El alcalde de Cali y la gobernadora del Valle del Cauca invitaron al presidente electo Abelardo de la Espriella a realizar su ceremonia de posesión en esa ciudad, según reportó El Tiempo. Ambos mandatarios consideran que Cali y el departamento tienen la capacidad logística y simbólica para recibir al nuevo jefe de Estado en su juramento el próximo 7 de agosto.
La propuesta se conoce en medio de la expectativa por el empalme regional entre el nuevo Gobierno nacional y las autoridades del Valle del Cauca. Hasta ahora no se ha concretado una reunión formal entre el equipo de transición del presidente electo y los mandatarios locales sobre los temas prioritarios de la región, como seguridad, infraestructura y servicios públicos.
Cali y el Valle del Cauca son la tercera economía regional de Colombia y concentran una porción significativa del aparato productivo del país. Además, la ciudad ha sido escenario de citas políticas y culturales de gran formato, lo que los proponentes suelen esgrimir como argumento operativo para ofrecer la sede. La invitación no detalla aún la logística ni los escenarios contemplados.

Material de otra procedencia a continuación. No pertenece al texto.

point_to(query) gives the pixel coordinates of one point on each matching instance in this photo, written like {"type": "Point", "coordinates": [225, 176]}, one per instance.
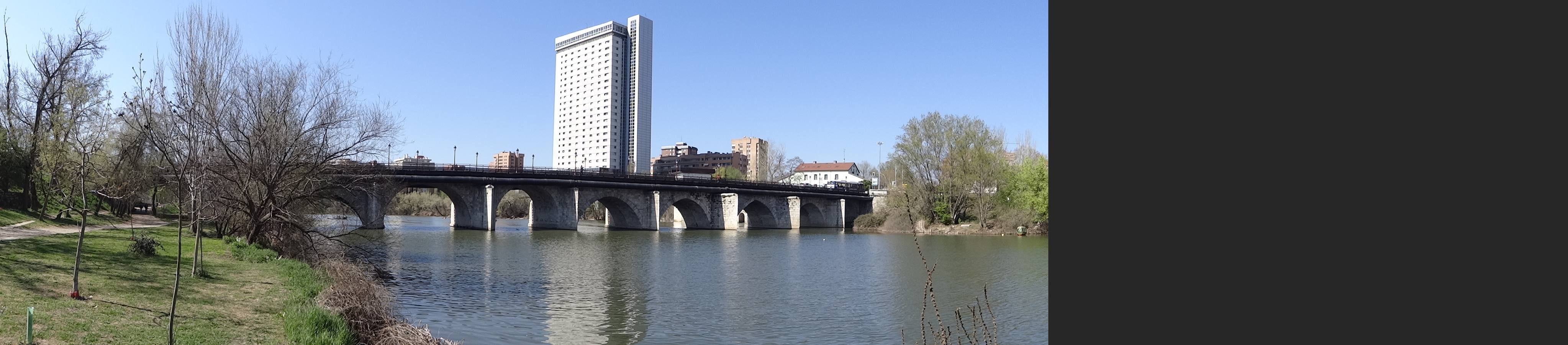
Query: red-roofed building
{"type": "Point", "coordinates": [822, 173]}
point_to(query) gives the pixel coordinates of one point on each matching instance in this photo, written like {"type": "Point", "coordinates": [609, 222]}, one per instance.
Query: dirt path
{"type": "Point", "coordinates": [26, 233]}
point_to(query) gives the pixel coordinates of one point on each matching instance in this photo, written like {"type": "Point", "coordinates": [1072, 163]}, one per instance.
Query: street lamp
{"type": "Point", "coordinates": [879, 162]}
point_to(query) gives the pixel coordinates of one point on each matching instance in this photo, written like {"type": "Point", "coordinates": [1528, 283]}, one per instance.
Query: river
{"type": "Point", "coordinates": [673, 286]}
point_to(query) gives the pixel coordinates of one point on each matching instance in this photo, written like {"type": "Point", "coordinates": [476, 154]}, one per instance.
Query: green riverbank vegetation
{"type": "Point", "coordinates": [954, 175]}
{"type": "Point", "coordinates": [226, 145]}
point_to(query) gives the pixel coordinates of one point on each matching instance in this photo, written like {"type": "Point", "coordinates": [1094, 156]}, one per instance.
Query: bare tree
{"type": "Point", "coordinates": [62, 77]}
{"type": "Point", "coordinates": [775, 165]}
{"type": "Point", "coordinates": [262, 132]}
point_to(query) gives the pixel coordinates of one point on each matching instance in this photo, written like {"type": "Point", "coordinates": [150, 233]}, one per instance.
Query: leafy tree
{"type": "Point", "coordinates": [1029, 186]}
{"type": "Point", "coordinates": [949, 161]}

La tradición reciente en Colombia sitúa la posesión presidencial en Bogotá, en la Plaza de Bolívar, ante el Congreso de la República. Cualquier cambio de sede requiere acuerdos de orden protocolar, logístico y de seguridad entre la Casa de Presidencia entrante, el Congreso, las Fuerzas Militares y las autoridades locales. Por eso, una eventual aceptación abriría un proceso de coordinación que todavía no se ha anunciado.
Para los habitantes del Valle, la propuesta abre la expectativa de un evento con despliegue institucional, seguridad reforzada y presencia de delegaciones nacionales e internacionales. Sectores como el comercio, la hotelería y el transporte suelen beneficiarse cuando se realizan actividades oficiales de gran tamaño, aunque también suelen presentarse restricciones de movilidad en la ciudad anfitriona durante esos días.
Desde el Valle, distintos gremios locales han seguido de cerca los movimientos del empalme nacional. Los pedidos más recurrentes giran alrededor de vías, seguridad, inversión social y proyectos de infraestructura que quedaron pendientes en la administración anterior. Una posesión fuera de Bogotá pondría el foco mediático nacional en la región y elevaría la presión sobre los anuncios que se hagan desde el Gobierno entrante.
La decisión final corresponde al presidente electo y a su equipo de transición. Hasta el momento, voceros cercanos al Gobierno de De la Espriella no se han pronunciado públicamente sobre la invitación ni sobre el cronograma formal del empalme con las regiones. El Tiempo reportó que la invitación se mantiene sobre la mesa y que se espera un pronunciamiento en los próximos días.